Stanley by-election, 7 May 2015
| Party |  | Candidate | Votes | % | ±% |
|---|---|---|---|---|---|
|  | Conservative | Kim Taylor-Smith | 2,349 | 69.4 |  |
|  | Labour | Isabel Grace | 693 | 20.5 |  |
|  | Independent | Ian Henderson | 343 | 10.1 |  |
| Majority |  |  | 1,656 | 48.9 |  |
| Turnout |  |  | 3,385 | 52.3 |  |
|  | Conservative hold |  | Swing |  |  |

The by-election was called following the resignation of Cllr Merrick Cockell.

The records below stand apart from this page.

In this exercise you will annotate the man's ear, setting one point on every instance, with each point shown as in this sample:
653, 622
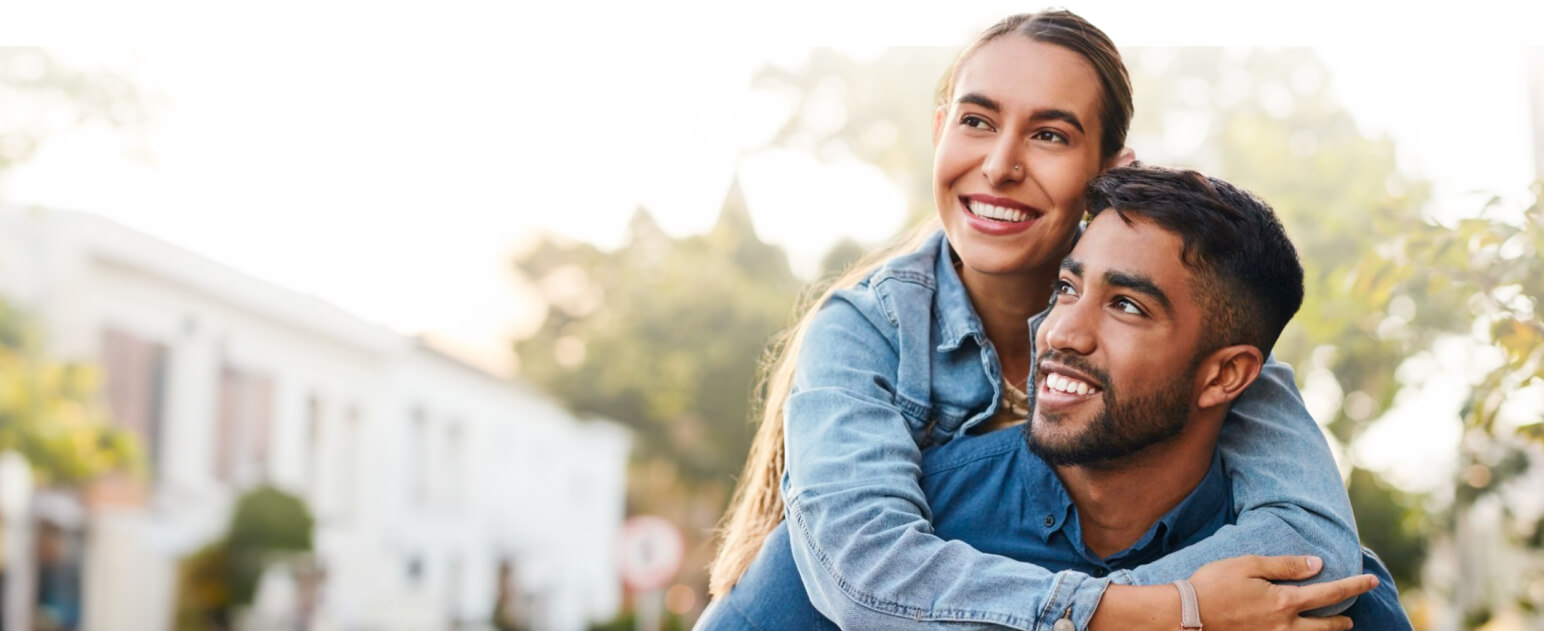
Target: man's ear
937, 124
1226, 372
1121, 158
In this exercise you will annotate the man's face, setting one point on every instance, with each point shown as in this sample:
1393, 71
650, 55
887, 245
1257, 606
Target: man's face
1120, 347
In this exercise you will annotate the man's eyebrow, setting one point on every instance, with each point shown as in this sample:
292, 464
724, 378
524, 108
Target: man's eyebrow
979, 101
1058, 114
1140, 284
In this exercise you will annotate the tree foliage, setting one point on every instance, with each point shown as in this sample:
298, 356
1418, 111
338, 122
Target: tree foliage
220, 579
661, 335
45, 96
50, 411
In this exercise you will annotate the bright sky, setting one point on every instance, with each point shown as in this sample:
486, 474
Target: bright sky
388, 156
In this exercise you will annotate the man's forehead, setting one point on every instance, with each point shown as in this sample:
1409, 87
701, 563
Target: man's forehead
1138, 247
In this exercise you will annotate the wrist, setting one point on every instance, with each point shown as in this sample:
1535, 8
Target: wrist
1137, 608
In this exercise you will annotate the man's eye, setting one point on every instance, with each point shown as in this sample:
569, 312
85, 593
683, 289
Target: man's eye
1050, 136
976, 122
1127, 306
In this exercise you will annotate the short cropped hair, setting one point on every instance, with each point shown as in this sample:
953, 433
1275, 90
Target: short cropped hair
1248, 275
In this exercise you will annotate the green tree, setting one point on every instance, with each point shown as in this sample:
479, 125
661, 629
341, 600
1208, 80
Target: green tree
218, 580
45, 96
661, 335
50, 411
1492, 266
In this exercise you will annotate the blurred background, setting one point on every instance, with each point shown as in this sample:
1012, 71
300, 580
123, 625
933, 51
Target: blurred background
380, 317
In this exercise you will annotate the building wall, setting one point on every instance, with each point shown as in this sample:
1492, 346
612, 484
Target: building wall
423, 472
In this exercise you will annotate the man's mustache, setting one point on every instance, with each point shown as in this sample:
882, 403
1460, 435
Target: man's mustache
1076, 363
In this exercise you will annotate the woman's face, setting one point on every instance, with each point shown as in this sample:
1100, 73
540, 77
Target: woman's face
1013, 150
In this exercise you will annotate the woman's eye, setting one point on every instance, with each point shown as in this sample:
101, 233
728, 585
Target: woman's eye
1050, 136
976, 122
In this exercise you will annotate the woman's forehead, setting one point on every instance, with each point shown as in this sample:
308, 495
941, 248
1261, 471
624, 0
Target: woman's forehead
1024, 74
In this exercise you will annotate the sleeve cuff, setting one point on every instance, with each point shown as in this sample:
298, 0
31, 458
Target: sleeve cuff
1075, 596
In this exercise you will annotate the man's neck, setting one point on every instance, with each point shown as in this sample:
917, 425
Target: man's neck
1121, 502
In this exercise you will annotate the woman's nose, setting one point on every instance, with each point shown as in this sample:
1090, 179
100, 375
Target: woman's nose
1005, 162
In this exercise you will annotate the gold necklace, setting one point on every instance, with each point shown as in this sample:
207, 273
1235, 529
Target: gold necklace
1015, 400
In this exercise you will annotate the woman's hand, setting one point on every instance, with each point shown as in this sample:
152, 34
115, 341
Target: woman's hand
1239, 594
1235, 594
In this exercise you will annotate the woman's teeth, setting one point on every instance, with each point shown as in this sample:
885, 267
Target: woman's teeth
1069, 386
995, 212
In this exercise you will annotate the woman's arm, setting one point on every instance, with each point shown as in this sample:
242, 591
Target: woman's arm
859, 523
1286, 489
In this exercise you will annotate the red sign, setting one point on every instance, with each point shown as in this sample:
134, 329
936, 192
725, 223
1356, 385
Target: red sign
652, 550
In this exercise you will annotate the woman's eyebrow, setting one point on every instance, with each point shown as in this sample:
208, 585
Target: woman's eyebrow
1058, 114
979, 101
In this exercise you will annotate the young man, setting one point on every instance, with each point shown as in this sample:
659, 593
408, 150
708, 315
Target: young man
1163, 317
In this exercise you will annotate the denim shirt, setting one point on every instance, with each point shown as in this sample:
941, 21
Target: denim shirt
1027, 516
900, 361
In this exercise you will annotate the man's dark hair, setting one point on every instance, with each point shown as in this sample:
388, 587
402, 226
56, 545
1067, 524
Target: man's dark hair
1248, 276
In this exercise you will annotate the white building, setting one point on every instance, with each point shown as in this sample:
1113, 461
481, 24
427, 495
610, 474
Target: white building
423, 472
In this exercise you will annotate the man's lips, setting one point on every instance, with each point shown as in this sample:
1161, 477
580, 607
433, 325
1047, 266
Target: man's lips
1061, 378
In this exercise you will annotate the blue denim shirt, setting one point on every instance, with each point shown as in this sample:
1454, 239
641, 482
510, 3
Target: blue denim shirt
1027, 516
900, 361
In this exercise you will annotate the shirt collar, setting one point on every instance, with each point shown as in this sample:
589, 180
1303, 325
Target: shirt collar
1209, 500
958, 320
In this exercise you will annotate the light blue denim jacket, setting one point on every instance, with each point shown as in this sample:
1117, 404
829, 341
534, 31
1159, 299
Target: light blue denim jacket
902, 361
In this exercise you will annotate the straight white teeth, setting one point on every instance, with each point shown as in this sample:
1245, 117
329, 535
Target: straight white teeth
995, 212
1070, 386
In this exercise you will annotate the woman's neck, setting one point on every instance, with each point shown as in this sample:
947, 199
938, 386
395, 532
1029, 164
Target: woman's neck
1005, 303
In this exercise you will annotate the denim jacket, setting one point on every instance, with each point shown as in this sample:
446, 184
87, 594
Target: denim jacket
900, 361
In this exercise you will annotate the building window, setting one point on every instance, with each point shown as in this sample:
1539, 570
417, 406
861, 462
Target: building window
419, 458
454, 468
348, 463
246, 415
314, 451
136, 377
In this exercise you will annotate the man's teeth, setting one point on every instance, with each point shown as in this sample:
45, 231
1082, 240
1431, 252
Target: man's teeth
995, 212
1070, 386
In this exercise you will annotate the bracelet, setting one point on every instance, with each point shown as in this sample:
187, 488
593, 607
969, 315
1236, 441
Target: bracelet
1189, 608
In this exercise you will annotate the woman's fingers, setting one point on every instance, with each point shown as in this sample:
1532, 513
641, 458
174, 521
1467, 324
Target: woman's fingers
1323, 594
1322, 624
1285, 568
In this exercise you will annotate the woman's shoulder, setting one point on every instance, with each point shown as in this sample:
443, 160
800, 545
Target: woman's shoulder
893, 287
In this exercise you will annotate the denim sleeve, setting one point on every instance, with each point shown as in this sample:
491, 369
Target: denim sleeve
1286, 489
859, 522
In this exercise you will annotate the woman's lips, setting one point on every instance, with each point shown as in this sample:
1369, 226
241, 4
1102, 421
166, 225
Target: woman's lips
998, 215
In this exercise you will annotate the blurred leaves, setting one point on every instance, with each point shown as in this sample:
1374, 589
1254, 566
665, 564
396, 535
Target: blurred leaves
45, 96
51, 414
218, 580
663, 335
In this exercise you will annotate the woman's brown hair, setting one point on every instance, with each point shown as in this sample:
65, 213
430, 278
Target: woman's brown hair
757, 503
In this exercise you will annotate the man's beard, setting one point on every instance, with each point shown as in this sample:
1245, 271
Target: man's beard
1124, 426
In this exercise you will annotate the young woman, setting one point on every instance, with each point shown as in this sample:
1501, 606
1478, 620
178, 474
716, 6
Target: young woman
928, 341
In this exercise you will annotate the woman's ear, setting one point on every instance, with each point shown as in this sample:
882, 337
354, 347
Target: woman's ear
937, 124
1226, 374
1121, 158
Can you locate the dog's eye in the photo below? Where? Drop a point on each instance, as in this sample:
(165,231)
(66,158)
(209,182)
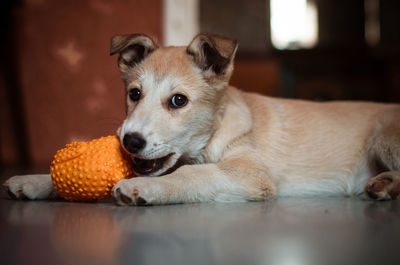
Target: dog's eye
(134,94)
(178,101)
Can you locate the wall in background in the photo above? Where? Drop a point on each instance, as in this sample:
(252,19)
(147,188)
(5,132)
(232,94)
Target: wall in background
(70,86)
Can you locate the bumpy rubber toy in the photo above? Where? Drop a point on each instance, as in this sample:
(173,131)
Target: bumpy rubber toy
(87,171)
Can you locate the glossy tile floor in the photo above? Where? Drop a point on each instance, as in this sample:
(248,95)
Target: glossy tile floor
(283,232)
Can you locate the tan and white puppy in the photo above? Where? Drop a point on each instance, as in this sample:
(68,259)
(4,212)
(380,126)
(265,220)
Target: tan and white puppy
(194,138)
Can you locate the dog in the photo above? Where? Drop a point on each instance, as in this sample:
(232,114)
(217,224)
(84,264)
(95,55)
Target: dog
(194,138)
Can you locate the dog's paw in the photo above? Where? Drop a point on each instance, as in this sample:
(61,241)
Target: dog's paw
(385,186)
(29,187)
(136,191)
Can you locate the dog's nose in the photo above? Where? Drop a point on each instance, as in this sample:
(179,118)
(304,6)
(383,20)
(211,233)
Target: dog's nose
(133,142)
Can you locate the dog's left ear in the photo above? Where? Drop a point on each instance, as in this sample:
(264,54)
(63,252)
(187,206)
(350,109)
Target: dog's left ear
(213,52)
(133,48)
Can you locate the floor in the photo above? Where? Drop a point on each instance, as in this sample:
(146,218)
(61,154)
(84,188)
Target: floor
(288,231)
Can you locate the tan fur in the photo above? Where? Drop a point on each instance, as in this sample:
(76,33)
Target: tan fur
(228,145)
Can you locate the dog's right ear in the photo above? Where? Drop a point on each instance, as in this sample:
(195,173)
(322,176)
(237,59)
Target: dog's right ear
(132,48)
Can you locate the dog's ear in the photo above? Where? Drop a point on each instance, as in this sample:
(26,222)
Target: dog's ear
(133,48)
(213,52)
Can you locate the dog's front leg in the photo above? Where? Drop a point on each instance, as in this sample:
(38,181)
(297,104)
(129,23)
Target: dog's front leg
(229,181)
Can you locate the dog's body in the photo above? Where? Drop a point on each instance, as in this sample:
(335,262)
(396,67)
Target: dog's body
(211,142)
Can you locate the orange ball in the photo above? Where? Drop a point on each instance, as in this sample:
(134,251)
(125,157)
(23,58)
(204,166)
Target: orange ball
(87,171)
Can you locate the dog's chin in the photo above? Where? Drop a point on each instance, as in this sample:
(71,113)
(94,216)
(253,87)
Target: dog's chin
(153,167)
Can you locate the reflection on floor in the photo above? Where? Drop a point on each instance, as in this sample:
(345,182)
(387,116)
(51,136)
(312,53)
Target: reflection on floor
(287,231)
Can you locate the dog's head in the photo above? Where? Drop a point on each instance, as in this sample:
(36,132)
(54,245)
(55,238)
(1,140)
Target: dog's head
(173,98)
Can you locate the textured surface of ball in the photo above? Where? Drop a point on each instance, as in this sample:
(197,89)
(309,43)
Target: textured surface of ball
(87,171)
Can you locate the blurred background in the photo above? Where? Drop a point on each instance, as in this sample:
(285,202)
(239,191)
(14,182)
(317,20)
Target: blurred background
(58,83)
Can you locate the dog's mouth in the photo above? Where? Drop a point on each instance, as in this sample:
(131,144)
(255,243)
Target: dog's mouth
(147,166)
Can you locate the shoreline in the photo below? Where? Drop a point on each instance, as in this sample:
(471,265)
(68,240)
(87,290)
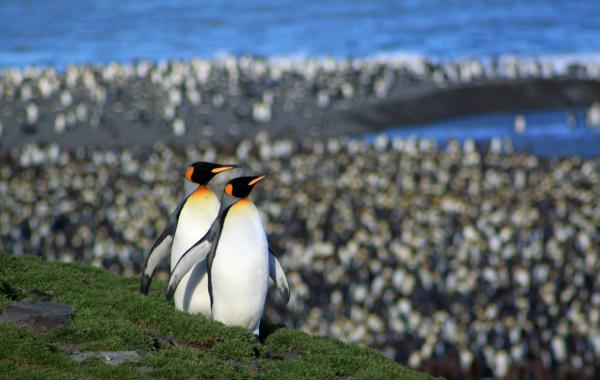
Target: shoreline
(228,100)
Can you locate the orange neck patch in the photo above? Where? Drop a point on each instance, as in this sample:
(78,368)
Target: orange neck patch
(201,191)
(229,189)
(189,172)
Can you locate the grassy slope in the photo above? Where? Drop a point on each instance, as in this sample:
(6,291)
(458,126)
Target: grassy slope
(111,315)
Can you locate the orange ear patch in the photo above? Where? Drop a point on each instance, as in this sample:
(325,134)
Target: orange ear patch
(256,180)
(189,172)
(221,169)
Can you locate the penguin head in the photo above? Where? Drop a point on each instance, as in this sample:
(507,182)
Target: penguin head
(242,186)
(202,172)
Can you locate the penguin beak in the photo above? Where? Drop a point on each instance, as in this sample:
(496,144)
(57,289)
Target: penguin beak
(224,168)
(257,179)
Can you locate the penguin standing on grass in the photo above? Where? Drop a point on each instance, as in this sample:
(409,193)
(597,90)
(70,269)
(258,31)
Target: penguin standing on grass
(237,254)
(189,222)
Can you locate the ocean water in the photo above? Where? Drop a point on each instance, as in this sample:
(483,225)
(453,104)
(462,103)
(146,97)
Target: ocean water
(61,32)
(547,133)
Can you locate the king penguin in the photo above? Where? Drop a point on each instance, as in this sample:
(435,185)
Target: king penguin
(236,251)
(188,223)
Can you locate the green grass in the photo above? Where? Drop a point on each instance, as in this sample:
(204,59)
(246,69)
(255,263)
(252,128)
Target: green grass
(111,315)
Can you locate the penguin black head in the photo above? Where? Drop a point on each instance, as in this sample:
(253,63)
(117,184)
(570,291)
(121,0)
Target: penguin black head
(202,172)
(242,186)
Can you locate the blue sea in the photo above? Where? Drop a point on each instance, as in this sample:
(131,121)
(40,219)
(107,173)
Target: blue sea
(61,32)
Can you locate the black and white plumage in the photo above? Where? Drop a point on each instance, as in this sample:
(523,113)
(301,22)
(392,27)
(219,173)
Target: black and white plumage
(238,259)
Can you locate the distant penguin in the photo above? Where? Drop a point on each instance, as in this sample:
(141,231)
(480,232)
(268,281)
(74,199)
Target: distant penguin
(188,223)
(238,258)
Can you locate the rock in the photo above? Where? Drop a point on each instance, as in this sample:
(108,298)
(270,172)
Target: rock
(39,317)
(110,357)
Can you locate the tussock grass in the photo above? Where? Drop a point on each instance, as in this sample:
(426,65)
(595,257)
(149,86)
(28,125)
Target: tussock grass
(110,315)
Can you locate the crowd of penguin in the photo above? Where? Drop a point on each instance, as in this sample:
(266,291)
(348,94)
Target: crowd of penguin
(474,259)
(227,95)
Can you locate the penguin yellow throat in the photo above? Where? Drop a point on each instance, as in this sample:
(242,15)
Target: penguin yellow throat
(201,192)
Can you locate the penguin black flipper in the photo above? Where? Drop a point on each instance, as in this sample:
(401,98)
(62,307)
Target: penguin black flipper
(277,273)
(193,256)
(160,249)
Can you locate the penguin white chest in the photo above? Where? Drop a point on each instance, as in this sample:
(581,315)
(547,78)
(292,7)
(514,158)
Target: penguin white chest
(240,268)
(195,219)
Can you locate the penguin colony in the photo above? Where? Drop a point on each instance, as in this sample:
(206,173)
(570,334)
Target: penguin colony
(478,260)
(100,104)
(220,257)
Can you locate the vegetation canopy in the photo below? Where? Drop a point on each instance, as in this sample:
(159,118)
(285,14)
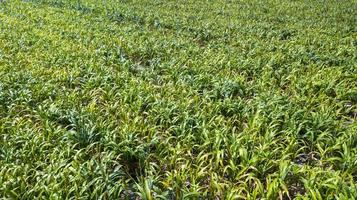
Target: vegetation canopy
(189,99)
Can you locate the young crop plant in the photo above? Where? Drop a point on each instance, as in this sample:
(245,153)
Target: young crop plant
(154,99)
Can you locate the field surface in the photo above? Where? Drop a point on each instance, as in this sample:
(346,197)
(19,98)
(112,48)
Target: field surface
(189,99)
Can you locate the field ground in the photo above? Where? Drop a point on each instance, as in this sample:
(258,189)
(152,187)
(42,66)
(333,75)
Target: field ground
(149,99)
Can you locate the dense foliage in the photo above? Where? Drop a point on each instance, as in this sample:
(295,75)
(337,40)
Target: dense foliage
(148,99)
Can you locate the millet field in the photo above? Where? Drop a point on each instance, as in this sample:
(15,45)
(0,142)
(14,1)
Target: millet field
(178,99)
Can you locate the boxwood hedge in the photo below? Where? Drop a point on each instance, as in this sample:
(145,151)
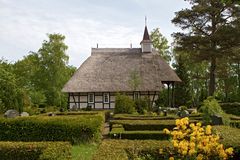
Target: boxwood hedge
(124,149)
(230,137)
(117,133)
(134,125)
(35,151)
(75,129)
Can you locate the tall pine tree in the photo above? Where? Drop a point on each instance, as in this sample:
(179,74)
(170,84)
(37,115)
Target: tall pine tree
(212,30)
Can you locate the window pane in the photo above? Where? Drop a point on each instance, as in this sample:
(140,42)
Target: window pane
(106,97)
(90,97)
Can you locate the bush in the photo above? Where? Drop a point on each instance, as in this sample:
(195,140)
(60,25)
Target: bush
(138,125)
(127,149)
(35,150)
(235,123)
(231,108)
(142,105)
(211,108)
(75,129)
(119,133)
(192,141)
(124,104)
(142,117)
(229,137)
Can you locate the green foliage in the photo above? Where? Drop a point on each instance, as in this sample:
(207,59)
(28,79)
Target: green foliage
(138,135)
(231,108)
(135,125)
(84,151)
(229,137)
(75,129)
(124,149)
(210,108)
(161,44)
(211,33)
(11,95)
(142,105)
(35,150)
(124,104)
(38,98)
(235,123)
(142,117)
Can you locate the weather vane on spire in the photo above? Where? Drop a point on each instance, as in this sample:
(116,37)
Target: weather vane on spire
(145,20)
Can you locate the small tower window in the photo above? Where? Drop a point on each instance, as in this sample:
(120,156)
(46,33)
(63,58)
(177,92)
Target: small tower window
(136,95)
(106,97)
(90,98)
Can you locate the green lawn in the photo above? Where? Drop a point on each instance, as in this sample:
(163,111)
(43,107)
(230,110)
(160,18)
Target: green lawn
(84,151)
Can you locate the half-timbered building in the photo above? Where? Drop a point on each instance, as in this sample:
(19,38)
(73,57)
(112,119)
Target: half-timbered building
(136,72)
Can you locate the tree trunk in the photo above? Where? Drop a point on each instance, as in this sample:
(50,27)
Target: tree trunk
(238,73)
(212,76)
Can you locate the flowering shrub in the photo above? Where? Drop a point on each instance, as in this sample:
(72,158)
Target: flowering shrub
(192,141)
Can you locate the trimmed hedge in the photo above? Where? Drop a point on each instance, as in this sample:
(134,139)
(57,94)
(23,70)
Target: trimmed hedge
(231,108)
(142,117)
(124,149)
(235,123)
(35,151)
(75,129)
(135,125)
(119,133)
(76,113)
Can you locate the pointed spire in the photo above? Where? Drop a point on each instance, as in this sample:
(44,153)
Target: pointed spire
(146,35)
(146,43)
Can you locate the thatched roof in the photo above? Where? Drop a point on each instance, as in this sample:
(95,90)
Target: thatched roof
(111,69)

Abingdon by-election, 5 May 2016 (2 seats)
| Party |  | Candidate | Votes | % | ±% |
|---|---|---|---|---|---|
|  | Conservative | Sarah Addenbrooke | 1,716 |  |  |
|  | Conservative | Anne Cyron | 1,470 |  |  |
|  | Labour | Benjamin Fernando | 395 |  |  |
|  | Labour | Nigel Wilkins | 298 |  |  |
|  | Liberal Democrats | Jeremy Good | 220 |  |  |
|  | Liberal Democrats | Jonathan Owen | 210 |  |  |
|  | UKIP | Richard Braine | 85 |  |  |
|  | UKIP | Jack Bovill | 76 |  |  |
| Majority |  |  | 1,075 |  |  |
| Turnout |  |  |  | 46.4 |  |
|  | Conservative hold |  | Swing |  |  |
|  | Conservative hold |  | Swing |  |  |

The by-election was called following the resignations of Cllrs Victoria Borwick MP and Joanna Gardner.

=== 2018–2022 ===

Dalgarno by-election, 21 March 2019
| Party |  | Candidate | Votes | % | ±% |
|---|---|---|---|---|---|
|  | Labour | Kasim Ali | 719 | 55.4 | −15.0 |
|  | Conservative | Samia Bentayeb | 306 | 23.6 | +1.6 |
|  | Liberal Democrats | Alexandra Tatton-Brown | 145 | 11.2 | +3.5 |
|  | UKIP | Callum Hutton | 68 | 5.2 | +5.2 |
|  | Green | Angela Georgievski | 61 | 4.7 | +4.7 |
| Majority |  |  | 413 | 31.8 |  |
| Turnout |  |  | 1,299 |  |  |
|  | Labour hold |  | Swing |  |  |

The by-election was called following the resignation of Cllr Robert Thompson.

=== 2022–2026 ===

Norland by-election, 2 May 2024
| Party |  | Candidate | Votes | % | ±% |
|---|---|---|---|---|---|
|  | Conservative | Stéphanie Petit | 902 | 51.0 |  |
|  | Labour | Monica Press | 514 | 29.1 |  |
|  | Liberal Democrats | Finlay Dargan | 229 | 13.0 |  |
|  | Green | Heloise Hunter | 123 | 7.0 |  |
| Majority |  |  | 388 | 22.0 |  |
| Turnout |  |  | 1,768 | 46.2 |  |
|  | Conservative hold |  | Swing |  |  |

The by-election was called following the resignation of Cllr Stuart Graham.